The above quote shows growing apprehension of the danger of another outbreak
of financial speculation. The problem is that interventionists have no means
of forecasting such events. They have spent most of the last 100 years in
preventing another depression without ever taking back any "stimulus". The
consequence has been a 96 percent decline in purchasing power of the senior
currency.
Some think that the policymakers are insane enough to take the dollar to
zero. They may be foolish enough to continue the attempt, but market forces
seem to be gathering that would prevent that compulsion. They could be severe
enough to drive policymakers sane.
"IMF sells 200 tons of gold to India."
- Reuters, November 3, 2009
This was the first time that the IMF has sold gold to a central bank since
2000. At the time of the LTCM failure the establishment worked hard to keep
gold down and this writer frequently talked with one of the IMF honchos.
At a desperate moment he said that they (IMF) had plenty of gold with which
to stifle rallies. He has now retired so this can be mentioned.
Gold's real price set a cyclical low at 143 in May 2007 and perhaps the
cyclical rise since (to 385) has overwhelmed official ambition to "kill" gold
rallies.
Also perhaps, the establishment outside of macro-economists is becoming
unusually concerned about deliberate policies of dollar depreciation.
"The global speculative-grade default rate rose to 12.4% in October,
surpassing the record set in 1991 for the highest proportion of defaults
since the Great Depression."
- Bloomberg, November 5, 2009
Politics:
Prompted by the same old forces of credit contraction, Washington is replicating
the New Deal that was started by Commerce Secretary Herbert Hoover in 1927
and pounded into America's culture by President Roosevelt. As led by Obama's "Chicago" political
machine, this will be as nasty and bullying as FDR's "New York" politics.
The irony is that history shows that Rome was "New Dealed" to death.
For the latter, The New Deal in Old Rome by H.J. Haskell can be read
on the internet. In 2007 Amity Shlaes published The Forgotten Man,
which covers the radicalism of Washington in the 1930s.
* * * * *
STOCK MARKETS
Clearly, the "Conundrum" of asset inflation in the midst of an historical
credit contraction continues. And as we have been noting, some asset-classes
have reached impetuous conditions. Within this, stock markets have reached
bullish sentiment that exceeded levels reached at the top of the bull market
in October 2007. Even the constantly maligned gold has reached 97 Percent Bulls,
which is without precedent on this survey.
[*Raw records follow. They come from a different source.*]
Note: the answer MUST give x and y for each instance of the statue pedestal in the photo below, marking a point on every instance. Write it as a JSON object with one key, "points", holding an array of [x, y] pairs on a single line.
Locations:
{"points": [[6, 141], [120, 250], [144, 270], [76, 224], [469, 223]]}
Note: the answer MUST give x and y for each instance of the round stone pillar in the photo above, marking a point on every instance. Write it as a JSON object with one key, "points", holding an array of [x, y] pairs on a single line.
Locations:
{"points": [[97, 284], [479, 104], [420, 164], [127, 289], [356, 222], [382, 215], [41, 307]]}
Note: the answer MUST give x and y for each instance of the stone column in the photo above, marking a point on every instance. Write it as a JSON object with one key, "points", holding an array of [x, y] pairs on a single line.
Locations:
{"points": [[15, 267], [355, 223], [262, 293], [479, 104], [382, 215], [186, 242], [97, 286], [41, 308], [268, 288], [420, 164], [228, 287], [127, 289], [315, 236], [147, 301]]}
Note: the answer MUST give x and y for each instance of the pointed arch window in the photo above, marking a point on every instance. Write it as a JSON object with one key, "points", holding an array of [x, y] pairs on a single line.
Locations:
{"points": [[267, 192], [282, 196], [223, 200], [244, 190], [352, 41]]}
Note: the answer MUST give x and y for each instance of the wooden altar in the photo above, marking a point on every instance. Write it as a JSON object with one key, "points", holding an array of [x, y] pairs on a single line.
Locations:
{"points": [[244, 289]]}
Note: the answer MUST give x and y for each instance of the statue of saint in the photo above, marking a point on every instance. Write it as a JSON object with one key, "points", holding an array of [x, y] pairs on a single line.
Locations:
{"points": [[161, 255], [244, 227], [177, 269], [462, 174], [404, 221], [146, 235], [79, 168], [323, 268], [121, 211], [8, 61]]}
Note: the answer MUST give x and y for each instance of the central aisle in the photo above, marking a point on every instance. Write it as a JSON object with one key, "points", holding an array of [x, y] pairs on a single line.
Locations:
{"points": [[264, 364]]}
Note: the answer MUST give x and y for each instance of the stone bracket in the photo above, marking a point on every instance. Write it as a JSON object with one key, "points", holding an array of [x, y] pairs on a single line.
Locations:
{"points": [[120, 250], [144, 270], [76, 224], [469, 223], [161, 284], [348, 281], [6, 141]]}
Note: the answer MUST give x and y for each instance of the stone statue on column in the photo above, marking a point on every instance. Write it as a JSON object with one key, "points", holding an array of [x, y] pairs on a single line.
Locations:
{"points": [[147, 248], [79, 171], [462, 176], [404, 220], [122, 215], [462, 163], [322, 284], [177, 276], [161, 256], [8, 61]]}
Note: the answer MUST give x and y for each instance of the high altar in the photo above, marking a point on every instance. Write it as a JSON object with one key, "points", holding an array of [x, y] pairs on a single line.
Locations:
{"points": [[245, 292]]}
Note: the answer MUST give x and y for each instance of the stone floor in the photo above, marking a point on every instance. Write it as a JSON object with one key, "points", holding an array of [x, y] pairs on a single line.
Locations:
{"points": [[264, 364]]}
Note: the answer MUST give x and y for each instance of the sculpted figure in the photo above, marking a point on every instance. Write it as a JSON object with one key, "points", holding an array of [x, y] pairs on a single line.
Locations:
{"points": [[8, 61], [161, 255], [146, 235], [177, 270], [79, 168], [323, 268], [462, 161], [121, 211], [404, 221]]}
Going the other way, the dollar bears became very excited.
It is worth checking other accomplishments made by the stock market. One is
the six-month rebound out of a crash, which counted to September when the 92
Percent Bulls registered. Another is the fifty-percent retracement that the
Dow finally registered this week. That looks after the post-crash rebound,
and as Ross has been tracking it, the Stochastic is overbought enough to limit
the move. (As of yesterday it rolled over.)
On the near-term, our October 29 edition observed that week's hit and noted
that there could be a rally into early November.
On the somewhat longer-term, in July we had expected credit conditions to
be troubled by late in the year, and while the party continues in long-dated
corporates there has been a small step to widening spreads at the shorter-maturities.
The action in credit markets and in the gold/silver ratio reminds of October
2007. Some key pieces are attached from then that show just how difficult that
transition was.
In the meantime, our October 29 advice for traders to sell the November rally "aggressively" was
a little early. However, speculation is again at exceptional levels, seemingly
on the cusp between a correction and the discovery that policymakers have at
last created the equivalent of perpetual motion.
Generally, perpetual motion has been doing poorly in the Tokyo market since
1989. This week's decline in the Nikkei is threatening the October low, and
today's trade on the EWJ has taken that out and at 9.20 is threatening the
July low of 9.10.
Bigger Picture: Financial markets have staged a magnificent post-crash
rebound, accompanied by a recovery in business. It has also been accompanied
by an heroic "stimulus", whereby the state is pre-empting spending by the private
sector. It is worth adding that "stimulus" was ramped up with the Bear Stearns
crisis and continuously applied through and beyond the panic's end in March.
As with the Second New Deal in the 1930s, today's political ambition is very
hostile to the market and will drive capital away from normal economic calculation
making any "recovery" less than optimal. Driving capital into caution also
reduces liquidity.
And apparent liquidity has been the problem. Central banks have, as usual,
been creating it out of thin air. In turn, this has been leveraged into an
immense carry-trade in the treasury curve - thus our watching for reversal.
The same goes for long-dated credit spreads. Short-dated, as represented by
the TED-Spread, have reversed to widening.